Forecasting and Analyzing Wine Vintage Scores

Go to Part 2 Forecasting
Go to Part 3 Important Features

Drinking wine is one of my favorite hobbies, and I genuinely get excited each time I have a glass as I try to figure out how ‘good’ a wine tastes. It’s fun to compare my own subjective ratings with more ‘objective’ vintage scores. Different organizations hand these out, and all of them in some sense score a wine based on the year it was made.

Now I don’t know too much about how these vintages are scored, but what I found really interesting to think about is what makes a vintage ‘good’ or ‘bad’ in the first place? I’ve heard people throw around comments before like “2020 was a great year because the weather was favorable”. But what does that actually mean? Unless you’re a seasoned grape grower, it’s hard to understand what contributes to this vintage score.

Does weather predict wine quality?

Outline

So my idea behind this project is to try to connect the dots and see if actual weather data can tell us something about why certain years get higher vintage scores. I’ll approach this in 2 ways. First, I’ll try to see if I could build a model to predict wine scores based on historical weather data. Second, I’ll analyze the historical weather data and identify what factors contribute the most to wine vintage scores.

Data

I collected wine vintage scores from Wine Enthusiast.
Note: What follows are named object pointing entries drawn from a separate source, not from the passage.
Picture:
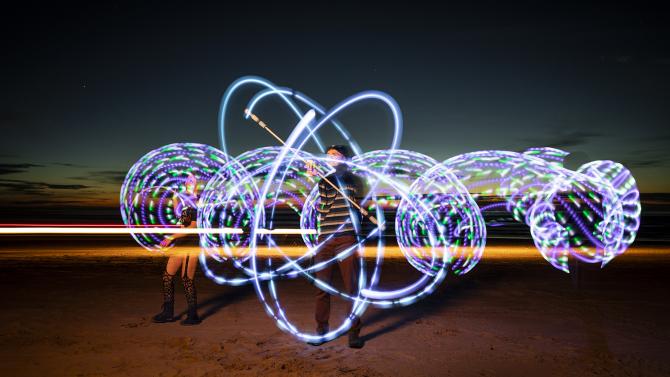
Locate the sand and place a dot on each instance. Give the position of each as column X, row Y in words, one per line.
column 73, row 313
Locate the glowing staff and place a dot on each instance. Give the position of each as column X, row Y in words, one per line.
column 308, row 118
column 144, row 230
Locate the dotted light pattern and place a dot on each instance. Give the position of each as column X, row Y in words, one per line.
column 591, row 214
column 154, row 191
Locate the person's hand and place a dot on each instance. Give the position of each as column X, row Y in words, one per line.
column 310, row 165
column 167, row 241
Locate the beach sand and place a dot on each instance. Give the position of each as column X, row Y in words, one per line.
column 84, row 310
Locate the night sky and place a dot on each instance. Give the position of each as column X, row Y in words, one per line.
column 88, row 89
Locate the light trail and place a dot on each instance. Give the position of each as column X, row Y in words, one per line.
column 143, row 230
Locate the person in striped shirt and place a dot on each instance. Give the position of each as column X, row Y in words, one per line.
column 339, row 222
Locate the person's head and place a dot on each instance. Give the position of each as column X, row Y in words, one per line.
column 191, row 183
column 338, row 152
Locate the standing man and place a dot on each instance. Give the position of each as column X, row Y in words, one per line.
column 339, row 221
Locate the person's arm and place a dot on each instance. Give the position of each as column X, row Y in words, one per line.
column 167, row 241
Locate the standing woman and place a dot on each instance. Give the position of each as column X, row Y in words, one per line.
column 187, row 262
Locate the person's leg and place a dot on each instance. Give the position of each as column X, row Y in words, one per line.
column 349, row 271
column 188, row 279
column 167, row 313
column 322, row 312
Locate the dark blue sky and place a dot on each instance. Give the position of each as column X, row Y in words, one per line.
column 88, row 89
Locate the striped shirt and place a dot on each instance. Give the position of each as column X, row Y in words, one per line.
column 335, row 212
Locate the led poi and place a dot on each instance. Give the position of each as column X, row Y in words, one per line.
column 591, row 214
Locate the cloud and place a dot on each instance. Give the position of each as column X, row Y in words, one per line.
column 37, row 188
column 104, row 176
column 564, row 139
column 69, row 165
column 16, row 168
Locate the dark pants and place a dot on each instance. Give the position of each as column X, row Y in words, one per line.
column 348, row 270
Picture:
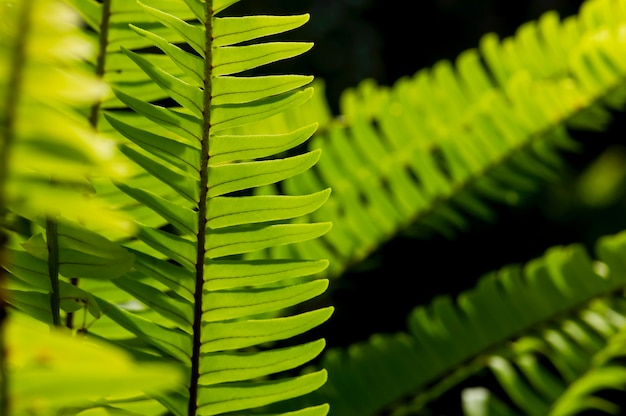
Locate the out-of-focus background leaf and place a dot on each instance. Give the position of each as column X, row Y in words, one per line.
column 385, row 40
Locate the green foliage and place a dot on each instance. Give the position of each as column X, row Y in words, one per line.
column 154, row 201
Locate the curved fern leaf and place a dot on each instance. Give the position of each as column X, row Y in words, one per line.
column 200, row 303
column 441, row 146
column 48, row 153
column 555, row 300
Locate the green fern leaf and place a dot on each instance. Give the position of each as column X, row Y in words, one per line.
column 200, row 303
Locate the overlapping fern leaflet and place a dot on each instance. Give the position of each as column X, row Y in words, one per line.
column 48, row 153
column 217, row 312
column 551, row 330
column 442, row 145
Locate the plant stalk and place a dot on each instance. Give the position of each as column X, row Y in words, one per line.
column 202, row 214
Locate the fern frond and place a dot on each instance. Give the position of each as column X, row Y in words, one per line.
column 556, row 297
column 442, row 146
column 48, row 154
column 196, row 301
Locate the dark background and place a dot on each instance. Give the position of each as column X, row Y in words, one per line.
column 385, row 40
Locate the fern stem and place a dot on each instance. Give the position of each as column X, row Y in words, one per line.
column 53, row 269
column 7, row 137
column 202, row 214
column 101, row 60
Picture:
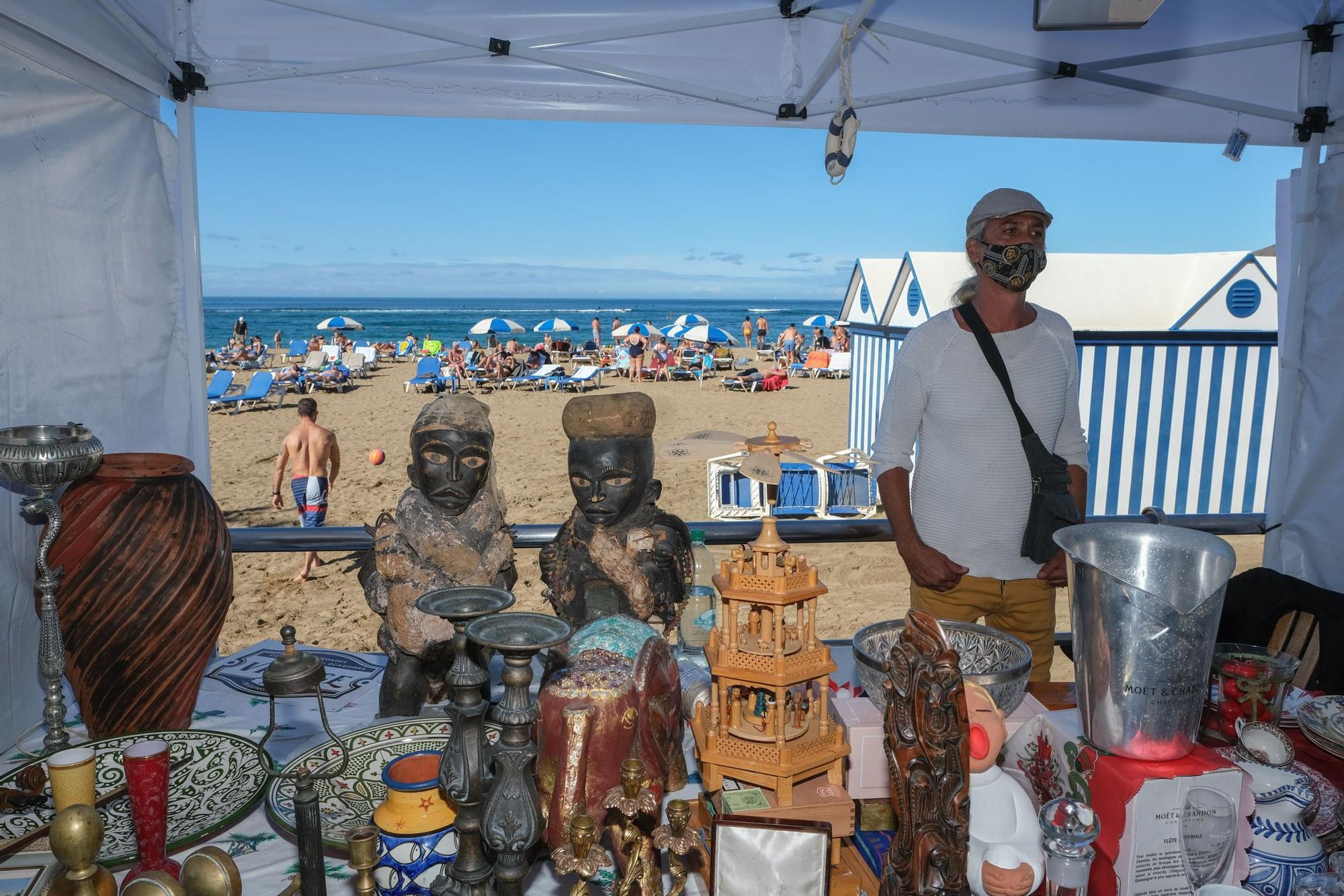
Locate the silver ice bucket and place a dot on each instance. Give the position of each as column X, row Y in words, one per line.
column 1146, row 608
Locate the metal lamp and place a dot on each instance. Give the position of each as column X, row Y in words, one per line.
column 292, row 675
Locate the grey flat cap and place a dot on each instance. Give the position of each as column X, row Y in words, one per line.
column 1002, row 204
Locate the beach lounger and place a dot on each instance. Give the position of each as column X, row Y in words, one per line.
column 261, row 390
column 538, row 378
column 839, row 367
column 220, row 385
column 358, row 365
column 583, row 379
column 749, row 384
column 427, row 374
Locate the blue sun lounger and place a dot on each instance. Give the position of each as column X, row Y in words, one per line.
column 260, row 390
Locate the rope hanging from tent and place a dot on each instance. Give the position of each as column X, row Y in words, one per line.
column 845, row 126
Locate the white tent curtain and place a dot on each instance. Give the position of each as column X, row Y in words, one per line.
column 1308, row 469
column 92, row 319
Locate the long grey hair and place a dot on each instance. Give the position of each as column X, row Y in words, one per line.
column 967, row 289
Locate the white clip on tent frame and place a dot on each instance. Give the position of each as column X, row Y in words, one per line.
column 972, row 68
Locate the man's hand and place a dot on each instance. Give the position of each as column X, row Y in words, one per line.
column 1056, row 572
column 1006, row 882
column 931, row 568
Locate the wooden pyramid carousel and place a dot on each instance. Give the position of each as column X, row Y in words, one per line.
column 769, row 717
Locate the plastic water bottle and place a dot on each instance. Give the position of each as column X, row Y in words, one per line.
column 698, row 613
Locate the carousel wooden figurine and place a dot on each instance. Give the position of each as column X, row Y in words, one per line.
column 619, row 553
column 583, row 855
column 630, row 804
column 448, row 531
column 763, row 648
column 682, row 844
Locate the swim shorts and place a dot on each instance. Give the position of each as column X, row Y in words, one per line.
column 311, row 500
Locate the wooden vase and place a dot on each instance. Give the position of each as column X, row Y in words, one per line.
column 149, row 580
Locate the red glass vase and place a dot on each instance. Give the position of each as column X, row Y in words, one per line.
column 146, row 764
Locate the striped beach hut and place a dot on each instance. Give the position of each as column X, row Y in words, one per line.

The vintage score data is theoretically scored from 0 to 100. However, in the data the scores range from 81 to 100. The data covers years from 1997 to 2025 and I targeted popular wine producing countries, noting the grape/wine type by each region within that country (i.e. some regions within a country have more than one wine type). One limitation of this data is that in reality, many regions produce more than 1-3 types of wine. For instance, Napa Valley produces Syrah which is not listed on Wine Enthusiast. This means that these unlisted wines are out of the scope of this project. In the end, the dataset contained 16 regions spanning across U.S., Italy, Australia, Argentina, Chile, and France for a total of 26 unique wine-region combinations.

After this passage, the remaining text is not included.